Trump tosses a boulder on scales of justice

In this file photo, Roger Stone (center), former adviser to Donald Trump's presidential campaign, exits federal court in Washington, D.C., on Feb. 20, 2020.
In this file photo, Roger Stone (center), former adviser to Donald Trump's presidential campaign, exits federal court in Washington, D.C., on Feb. 20, 2020.Stefani Reynolds/Bloomberg

A president should not have the power to do what he did for Roger Stone

Re “Trump commutes Stone’s sentence” (Page A1, July 11): The framers of the Constitution created a broad executive power to grant pardons and commutations. As men of unparalleled public honor and integrity, they could not have imagined a president so personally dishonorable and corrupt as to use that power as an expedient in furtherance of self-interested criminality.

The Trump administration has used that power to render beyond legal accountability such criminals as Joe Arpaio, Lewis “Scooter” Libby, and now Roger Stone. These and other actions of the Trump administration make plain that partisans and cronies exist above and outside of the law and will not be subject to penalties consequent to criminal misdeeds.
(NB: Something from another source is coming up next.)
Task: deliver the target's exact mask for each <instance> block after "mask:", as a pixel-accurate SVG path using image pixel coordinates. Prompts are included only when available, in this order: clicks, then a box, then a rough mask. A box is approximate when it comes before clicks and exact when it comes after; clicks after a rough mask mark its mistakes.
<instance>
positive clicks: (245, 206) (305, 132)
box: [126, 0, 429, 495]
The discretion granted in the Constitution has proved to be overly broad, and there is a clear need to curtail its abuse. An amendment to the Constitution should be proposed and adopted that defines the power to grant pardons or commutations as extending only to people convicted of a crime prior to a president’s tenure in office, and in no case where personal or financial benefit accrues to the granting president or his interests.

Keith Backman


Stone is more than just a ‘friend’

Notwithstanding what Saturday’s front-page article reported, Donald Trump did not commute the sentence of a “friend” for something that happened in the past; rather, in my view, he buckled to the threats of a coconspirator who could expose Trump at any moment of his choosing if the president did not provide the commutation.

Trump commuted the sentence rather than pardoning Stone, so that Stone can still avail himself of Fifth Amendment protections and keep any of Trump’s secrets.

A “friend”?

No, Stone is an accomplice — an aider and abettor — in Russia’s documented efforts to interfere with the 2016 presidential election.

James Doyle



The writer is a criminal defense lawyer.

The ‘law and order’ president (cough)

With the shameful commutation of Roger Stone’s prison sentence, Donald Trump et al. have perfected their new approach to so-called law and order, whereby “Lock ’em up!” applies solely to political opponents who haven’t committed crimes, and “Don’t lock ‘em up” is for Trump political operatives who have been convicted of crimes.

So much for law and order.

Nancy Krieger


Still, a criminal

Let me join the group that was sent to the dictionary searching for the difference between “pardon” and “commutation.” Roger Stone is still guilty; his buddy just used his authority to prevent him from serving time. Stone did the crime; he will not do the time.

However, history will follow him as he joins Nixon’s aides as well as Paul Manafort, Michael Cohen, and others. The stain will not go away.